Negative Gearing
Negative Gearing is a term ascribed to the taxation advantage gained by financing the acquisition of dividend yielding shares or rental income earning properties, or in fact any income earning asset.
Advice Recommended :
- Appoint an independent Financial Planner if the nature of proposed investment requires it.
- Engage iTax Consultants : Seek an objective review of taxation savings and cash flow analysis to determine affordability.
Our Classic Tips :
- Do not assume bona fides of someone who markets negative gearing and tries to be a one stop shop for the property or asset, finance and advisory. They may "have the property for you" but it may be an offload for them and derive large commissions on sale and brokerage. Its an investment decision so you should seek appropriate advice.
- Never acquire an asset solely for any perceived taxation advantage.
- Property development should not be undertaken without proper feasibility studies, professional legal and taxation advice. The taxation side may involve consideratuion of GST, income tax and capital gains tax issues. Amateurs beware as there are costly pitfalls.
- Income earning buildings, or improvements to existing ones may attract special write offs as well as depreciation allowances which will provide taxation savings. In some cases a quantity surveyor tax report may be required. Please contact our office for advice.
- Purchasing shares for speculative purposes may risk loss of franking credits. Seek taxation advice regardless of structure.

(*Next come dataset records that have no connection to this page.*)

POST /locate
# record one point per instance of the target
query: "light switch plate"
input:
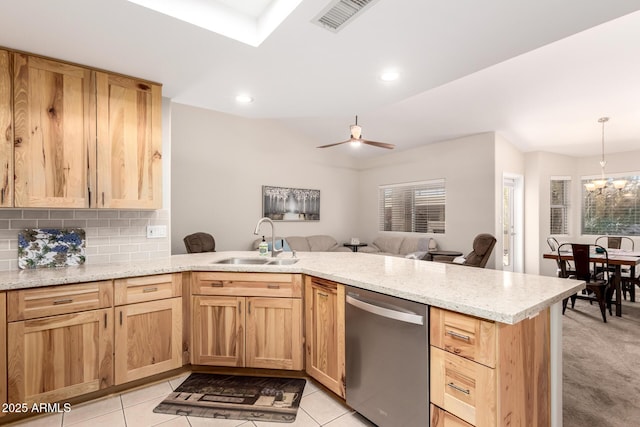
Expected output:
(156, 231)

- Rental to related persons should always be on commercial "arms length" terms as otherwise a loss may not be allowable or may require apportinoment.
- Borrowing costs may be allowable so keep details of cost of finance.
- Loan interest may not be fully allowable if a redraw taints a loan.
- Finance should be appropriately structured to allow for income tax and cash flow issues.
- Depreciation concessions provide options which may easily be overlooked especially where there are two or more owners.